Editor’s Note: From The Back Forty is Liberty Nation’s longest-running and most popular weekly column. Capturing the “truth” each week from heartlanders in Fly Over states, Liberty Nation gives voice to the hard-working Americans otherwise ignored by the coastal elites.
Flyover folks chewed the fat this week in solidarity with their rural compadres on the U.S. southern border after discovering that, according to U.S. Border Patrol, illegal crossings spiked a crazy 624% in the last year. As the border Czar seems to be missing and thousands of aliens are crammed into containers and detention facilities, as the famous and ever-present “they” say, desperate times call for desperate measures.
Once the topic on all activist media sites during the Trump administration, there is nary a peep on worsening conditions from the press. Has the story been told too many times? Or is the crisis and chaos simply being swept under the rug? Earlier in the week, Ms. Kamala Harris appeared on one such style of media outlet and claimed she had been to the border (not true) and would be going again sometime in the future. When pressed by the newsman, she cackled a tad and finally said, “Well, I haven’t been to Europe either.” The latest response was, “I’ll keep you posted.”
From the Buckeye state, John Hochstetter asked: “Is there a border?” Representative Lauren Boebert (R-CO) answered John’s question when she took a cardboard cutout of the veep to McAllen, TX, and planted the cardboard Kamala facing said border. In a tweet, Boebert blasted out a few snarky words for clarification: “More than 70 days ago, Biden named cackling Kamala as border czar. But she hasn’t done a single thing to protect the American people. Now Kamala, I want you to stand here and look at what you’ve done.”

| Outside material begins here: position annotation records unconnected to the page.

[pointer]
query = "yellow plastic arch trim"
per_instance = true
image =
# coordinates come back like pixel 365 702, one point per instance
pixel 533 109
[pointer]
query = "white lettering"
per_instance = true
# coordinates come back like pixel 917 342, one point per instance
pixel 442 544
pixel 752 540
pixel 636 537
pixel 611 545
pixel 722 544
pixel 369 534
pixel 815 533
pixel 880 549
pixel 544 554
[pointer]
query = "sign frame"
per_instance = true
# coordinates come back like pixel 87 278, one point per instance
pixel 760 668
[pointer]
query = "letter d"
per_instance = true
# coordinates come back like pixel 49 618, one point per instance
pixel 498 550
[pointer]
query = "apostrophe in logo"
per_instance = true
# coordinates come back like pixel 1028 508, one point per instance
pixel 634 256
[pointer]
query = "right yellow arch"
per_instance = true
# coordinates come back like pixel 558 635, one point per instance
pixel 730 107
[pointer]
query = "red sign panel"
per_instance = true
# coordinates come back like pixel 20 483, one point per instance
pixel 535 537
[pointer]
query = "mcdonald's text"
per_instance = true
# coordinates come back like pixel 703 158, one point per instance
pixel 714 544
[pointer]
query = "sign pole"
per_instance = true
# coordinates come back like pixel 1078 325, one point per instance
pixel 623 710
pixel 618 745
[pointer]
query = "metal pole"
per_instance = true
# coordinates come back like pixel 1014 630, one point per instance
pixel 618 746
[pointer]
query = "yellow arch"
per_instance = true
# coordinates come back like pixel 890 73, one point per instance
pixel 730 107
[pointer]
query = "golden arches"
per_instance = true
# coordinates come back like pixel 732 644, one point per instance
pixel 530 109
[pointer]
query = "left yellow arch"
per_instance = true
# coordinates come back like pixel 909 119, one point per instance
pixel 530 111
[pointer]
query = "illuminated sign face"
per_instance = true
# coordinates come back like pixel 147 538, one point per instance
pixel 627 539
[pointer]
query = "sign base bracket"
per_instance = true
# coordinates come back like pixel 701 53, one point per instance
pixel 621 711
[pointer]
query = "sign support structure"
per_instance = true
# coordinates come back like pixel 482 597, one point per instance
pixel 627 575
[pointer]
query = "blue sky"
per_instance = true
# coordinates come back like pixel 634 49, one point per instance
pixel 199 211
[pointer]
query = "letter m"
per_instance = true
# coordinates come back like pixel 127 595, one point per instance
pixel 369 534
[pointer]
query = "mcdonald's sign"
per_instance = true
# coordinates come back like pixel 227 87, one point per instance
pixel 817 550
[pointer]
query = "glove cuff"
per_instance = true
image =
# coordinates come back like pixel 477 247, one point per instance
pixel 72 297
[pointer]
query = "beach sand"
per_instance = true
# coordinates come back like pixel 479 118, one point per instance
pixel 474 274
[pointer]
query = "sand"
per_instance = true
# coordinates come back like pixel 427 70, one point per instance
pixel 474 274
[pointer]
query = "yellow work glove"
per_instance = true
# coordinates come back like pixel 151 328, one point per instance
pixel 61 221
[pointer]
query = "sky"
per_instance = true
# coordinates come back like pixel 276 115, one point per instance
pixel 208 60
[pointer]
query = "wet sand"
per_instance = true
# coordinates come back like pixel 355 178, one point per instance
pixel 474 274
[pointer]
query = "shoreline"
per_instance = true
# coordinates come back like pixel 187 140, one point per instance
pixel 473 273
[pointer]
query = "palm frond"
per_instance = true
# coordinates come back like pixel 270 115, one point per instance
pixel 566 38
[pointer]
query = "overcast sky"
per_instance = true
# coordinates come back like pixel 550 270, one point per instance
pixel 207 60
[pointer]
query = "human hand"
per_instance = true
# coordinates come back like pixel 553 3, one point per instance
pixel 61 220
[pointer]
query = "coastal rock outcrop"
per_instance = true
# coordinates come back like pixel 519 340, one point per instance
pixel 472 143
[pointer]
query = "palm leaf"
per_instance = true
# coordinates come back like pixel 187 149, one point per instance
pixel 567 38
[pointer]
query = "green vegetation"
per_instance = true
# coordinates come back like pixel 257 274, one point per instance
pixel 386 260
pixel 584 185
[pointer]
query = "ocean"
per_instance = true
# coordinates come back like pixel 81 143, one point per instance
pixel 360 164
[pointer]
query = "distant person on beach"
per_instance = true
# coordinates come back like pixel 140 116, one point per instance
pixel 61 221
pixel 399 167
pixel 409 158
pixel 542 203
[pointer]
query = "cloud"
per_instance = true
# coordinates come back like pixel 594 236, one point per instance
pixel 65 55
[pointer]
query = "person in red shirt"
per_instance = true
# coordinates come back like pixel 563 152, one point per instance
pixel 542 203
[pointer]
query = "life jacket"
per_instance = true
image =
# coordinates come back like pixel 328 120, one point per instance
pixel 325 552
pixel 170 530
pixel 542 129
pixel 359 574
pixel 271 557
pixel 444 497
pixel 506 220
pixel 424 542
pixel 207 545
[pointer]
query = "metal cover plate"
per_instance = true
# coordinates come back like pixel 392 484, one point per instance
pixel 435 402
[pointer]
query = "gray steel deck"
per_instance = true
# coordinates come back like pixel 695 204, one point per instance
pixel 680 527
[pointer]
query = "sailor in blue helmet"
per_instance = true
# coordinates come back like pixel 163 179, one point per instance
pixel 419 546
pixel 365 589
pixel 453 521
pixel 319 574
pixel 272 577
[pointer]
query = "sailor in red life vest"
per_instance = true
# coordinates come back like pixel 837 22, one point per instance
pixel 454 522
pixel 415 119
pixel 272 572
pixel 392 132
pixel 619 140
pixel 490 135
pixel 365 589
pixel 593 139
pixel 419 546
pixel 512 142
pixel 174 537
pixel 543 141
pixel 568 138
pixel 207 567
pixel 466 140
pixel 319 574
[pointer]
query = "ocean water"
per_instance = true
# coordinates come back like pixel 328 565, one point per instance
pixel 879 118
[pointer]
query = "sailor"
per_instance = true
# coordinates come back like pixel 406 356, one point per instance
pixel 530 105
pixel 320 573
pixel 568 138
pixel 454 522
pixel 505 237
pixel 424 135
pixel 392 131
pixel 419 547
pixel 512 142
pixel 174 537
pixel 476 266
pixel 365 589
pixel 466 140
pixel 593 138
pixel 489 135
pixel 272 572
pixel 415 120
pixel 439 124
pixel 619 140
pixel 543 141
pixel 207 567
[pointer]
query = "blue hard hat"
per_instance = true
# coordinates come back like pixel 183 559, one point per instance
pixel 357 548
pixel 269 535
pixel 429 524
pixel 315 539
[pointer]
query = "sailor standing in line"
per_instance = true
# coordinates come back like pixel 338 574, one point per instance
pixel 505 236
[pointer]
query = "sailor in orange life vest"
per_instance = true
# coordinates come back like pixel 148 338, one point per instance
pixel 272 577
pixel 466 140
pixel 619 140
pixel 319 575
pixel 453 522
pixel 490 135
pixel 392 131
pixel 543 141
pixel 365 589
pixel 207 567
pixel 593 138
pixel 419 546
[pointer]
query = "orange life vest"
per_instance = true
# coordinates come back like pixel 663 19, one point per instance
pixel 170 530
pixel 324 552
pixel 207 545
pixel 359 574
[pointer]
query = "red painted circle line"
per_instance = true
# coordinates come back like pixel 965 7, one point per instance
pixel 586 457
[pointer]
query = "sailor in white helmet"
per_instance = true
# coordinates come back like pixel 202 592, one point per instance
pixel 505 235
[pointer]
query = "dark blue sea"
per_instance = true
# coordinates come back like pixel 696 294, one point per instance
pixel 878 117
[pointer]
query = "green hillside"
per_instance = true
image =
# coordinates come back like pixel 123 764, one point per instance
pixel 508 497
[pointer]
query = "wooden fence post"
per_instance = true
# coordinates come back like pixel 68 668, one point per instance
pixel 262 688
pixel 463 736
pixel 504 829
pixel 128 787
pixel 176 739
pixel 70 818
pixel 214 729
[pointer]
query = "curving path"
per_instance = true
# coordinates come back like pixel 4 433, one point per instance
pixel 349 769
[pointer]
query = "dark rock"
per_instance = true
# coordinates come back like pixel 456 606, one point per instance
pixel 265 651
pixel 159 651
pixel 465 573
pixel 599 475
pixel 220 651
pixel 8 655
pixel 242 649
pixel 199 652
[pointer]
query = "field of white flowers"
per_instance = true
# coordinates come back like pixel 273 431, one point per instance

Harris – The Gift That Keeps Giving
Ms. Harris wields her somewhat annoying schoolgirl titter when she needs to derail tough questions. The U.S. southern border brings the cackle. During a briefing in Mexico – nowhere near the border – Harris snapped at a reporter from Univision when queried on when she might grace the overrun facilities. “I’m not finished,” she barked and kept talking about meetings and summits and stuff.
On the anniversary of D-Day, Harris trotted about Air Force 2, handing out treats to the press corps – who immediately snapped shots and tweeted mean things. The treats were cookies shaped and decorated to look like Harris. Seriously, shaped and decorated. One tweet compared Harris to another famous politician: “’Kamala Antoinette: ‘Let them eat cookies.’”
Kamala giggled and said, “I thought you’d like to eat my face.” That’s not weird at all. Jacob Hepstall waded in from Alabama and queried: “Did she give one to the kids in cages? Can I ask that?” And that thread was put to bed by Alexa Garcia in Albuquerque, NM: “Jacob, it’s shipping containers, so that’s way better. But Harris can’t know any of that until she gets her a—to the border and brings those damn cookies for the kids to enjoy.”